Les Domaines Barons de Rothschild (Lafite) – Eric Getten, Commercial Director

Unfortunately, Château Lafite Rothschild was not presented but we were treated to Duhart Milon Rothschild 2006. David posted recently that a combined western and particulary Asian demand with anything Lafite has driven the price of Duhart Milon 2009 up by 72.7% For what it’s worth, I found the 2006 pretty average.

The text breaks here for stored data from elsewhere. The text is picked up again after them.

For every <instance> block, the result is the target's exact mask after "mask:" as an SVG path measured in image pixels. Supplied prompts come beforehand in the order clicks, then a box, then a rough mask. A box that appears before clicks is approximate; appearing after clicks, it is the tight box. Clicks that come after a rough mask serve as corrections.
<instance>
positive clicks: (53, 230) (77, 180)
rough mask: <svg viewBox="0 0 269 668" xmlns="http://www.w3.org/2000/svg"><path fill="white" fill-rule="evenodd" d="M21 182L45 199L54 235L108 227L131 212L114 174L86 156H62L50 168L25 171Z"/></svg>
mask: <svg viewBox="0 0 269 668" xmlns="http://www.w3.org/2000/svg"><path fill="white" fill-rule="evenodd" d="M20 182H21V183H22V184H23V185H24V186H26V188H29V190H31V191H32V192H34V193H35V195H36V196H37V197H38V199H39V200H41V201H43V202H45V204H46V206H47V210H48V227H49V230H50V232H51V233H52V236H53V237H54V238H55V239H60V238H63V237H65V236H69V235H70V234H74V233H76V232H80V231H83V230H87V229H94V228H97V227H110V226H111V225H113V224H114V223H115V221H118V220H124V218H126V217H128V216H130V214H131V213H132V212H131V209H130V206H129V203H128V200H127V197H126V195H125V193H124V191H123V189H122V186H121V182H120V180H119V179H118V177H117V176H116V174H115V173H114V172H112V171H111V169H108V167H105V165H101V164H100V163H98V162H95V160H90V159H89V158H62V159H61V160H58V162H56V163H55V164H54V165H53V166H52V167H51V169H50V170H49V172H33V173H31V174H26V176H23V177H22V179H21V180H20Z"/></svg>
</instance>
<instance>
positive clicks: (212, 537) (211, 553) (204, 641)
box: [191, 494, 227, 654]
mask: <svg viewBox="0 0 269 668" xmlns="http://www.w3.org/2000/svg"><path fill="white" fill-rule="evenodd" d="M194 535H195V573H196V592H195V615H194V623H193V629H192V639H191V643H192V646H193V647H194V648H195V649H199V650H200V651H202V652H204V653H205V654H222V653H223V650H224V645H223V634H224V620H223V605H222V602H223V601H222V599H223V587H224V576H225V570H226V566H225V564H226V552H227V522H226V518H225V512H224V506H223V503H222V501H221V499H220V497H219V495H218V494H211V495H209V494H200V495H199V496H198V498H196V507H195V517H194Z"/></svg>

Jean-Claude Boisset - Gregory Patriat, Winemaker

Gregory Patriat is the wunderkind of Burgundy who was making Romanée-Conti when he was 18 years old. And he has some pretty unorthodox ideas about the closures for his bottles. He’s mad about screwcaps. He points out that they have been in use in Burgundy since 1968, when they were first used in Chalon-sur-Saône. The caps he uses are made by Alcan and are specially designed for bottle ageing. I sell his Hautes Côtes de Nuits 2005 and the wine is as fresh as a summer meadow, with hints of acacia honey and blossom. Notable is the Puligny Montrachet 1cru Champs Gains 2006, aged in one year old barrels. Soft and round already, but should reach its peak in five years.

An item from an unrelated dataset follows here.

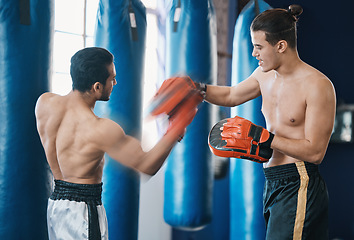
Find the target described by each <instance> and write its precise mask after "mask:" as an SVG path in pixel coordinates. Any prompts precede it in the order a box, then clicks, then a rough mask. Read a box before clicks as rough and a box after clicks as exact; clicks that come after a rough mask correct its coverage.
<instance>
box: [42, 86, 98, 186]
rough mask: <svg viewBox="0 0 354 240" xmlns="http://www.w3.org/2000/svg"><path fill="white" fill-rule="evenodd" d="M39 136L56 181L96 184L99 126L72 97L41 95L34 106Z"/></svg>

Domaine Buisson-Battault – Francois Buisson, owner/winemaker

I’m proud to sell a number of these quality white Burgundies, including the Meursault 1er Cru Charmes 2005. The 06 is fabulous, very classical with a refined smell of semolina, and the outlook is also very good for Les Criots 2007.

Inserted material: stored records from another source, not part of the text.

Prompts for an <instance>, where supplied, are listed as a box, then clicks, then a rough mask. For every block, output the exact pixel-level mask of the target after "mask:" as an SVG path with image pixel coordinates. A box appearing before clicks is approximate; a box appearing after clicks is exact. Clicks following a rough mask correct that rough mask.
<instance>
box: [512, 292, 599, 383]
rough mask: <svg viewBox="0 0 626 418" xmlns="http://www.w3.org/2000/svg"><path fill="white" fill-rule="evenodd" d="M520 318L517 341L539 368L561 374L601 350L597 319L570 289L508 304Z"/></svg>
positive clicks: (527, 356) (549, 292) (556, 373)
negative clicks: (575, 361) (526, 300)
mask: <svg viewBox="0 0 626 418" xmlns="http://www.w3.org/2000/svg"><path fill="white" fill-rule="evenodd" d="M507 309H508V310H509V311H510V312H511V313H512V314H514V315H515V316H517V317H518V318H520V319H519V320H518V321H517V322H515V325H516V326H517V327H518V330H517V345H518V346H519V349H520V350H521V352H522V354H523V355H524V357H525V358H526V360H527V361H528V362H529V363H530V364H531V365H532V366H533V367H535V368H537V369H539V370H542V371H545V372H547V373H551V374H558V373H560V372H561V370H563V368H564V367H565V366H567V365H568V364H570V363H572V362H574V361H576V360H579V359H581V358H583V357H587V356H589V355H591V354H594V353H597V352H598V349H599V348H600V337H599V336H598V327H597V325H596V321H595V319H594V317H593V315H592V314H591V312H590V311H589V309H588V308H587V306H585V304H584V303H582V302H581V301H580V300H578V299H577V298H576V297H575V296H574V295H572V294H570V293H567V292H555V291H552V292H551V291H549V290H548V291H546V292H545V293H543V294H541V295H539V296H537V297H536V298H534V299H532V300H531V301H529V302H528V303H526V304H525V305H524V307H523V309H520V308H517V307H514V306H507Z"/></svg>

Domaine de la Laidière – Freddy Estienne, owner/winemaker

I’ve previously posted on this blog about the rosé from this house in Bandol and the wine is as excellent as ever, but I wanted to call attention to Estienne’s Bandol Blanc. Let’s face it, white Bandols are not not nearly as popular here as the reds and rosés and this is not an everyday wine, but it is gastronomically an extremely useful wine made from 60% Clairette and 40% Ugni Blanc, perfect for a baked Dorado.

Château Fortia – Pierre Pastre, manager

This estate in Chateauneuf-du-Pape is a piece of French wine history. It was here where Baron Le Roy de Boiseaumarie first proposed a set of rules to classify the wines of Chateauneuf-du-Pape. This classification system later evolved into the AOC.

Like all southern Rhône producers, Pierre Pastre has a high regard for Grenache noir and cannot understand why the grape is disparaged in some circles. Even so, Fortia makes two different Chateauneuf-du-Papes: the more elegant Tradition 2006 is made from 75% Grenache and 25% Syrah, but the robust Cuvée du Baron 2007 has 50% Grenache, 40% Syrah and 10% Mourvèdre.

Grupo Faustino – Antonio Jose Pinilla / Victor Zaragoza

One of the most recognizable names in Rioja, the Faustino group also has vineyards in La Mancha, Navarra and Ribera del Duero. The Navarra wines labelled Fortius are particularly good wines for the money. The Tempranillo 2007 is very refreshing and would make a great house wine. The Merlot Crianza 2004 is darker and more complex, beautiful but still affordable.

Among the Riojas, most notable were the Faustino de Autor Reserva 2001 and especially the Faustino I Gran Reserva 1998.

And after a full day’s tasting, we sat down and ate a four-course dinner.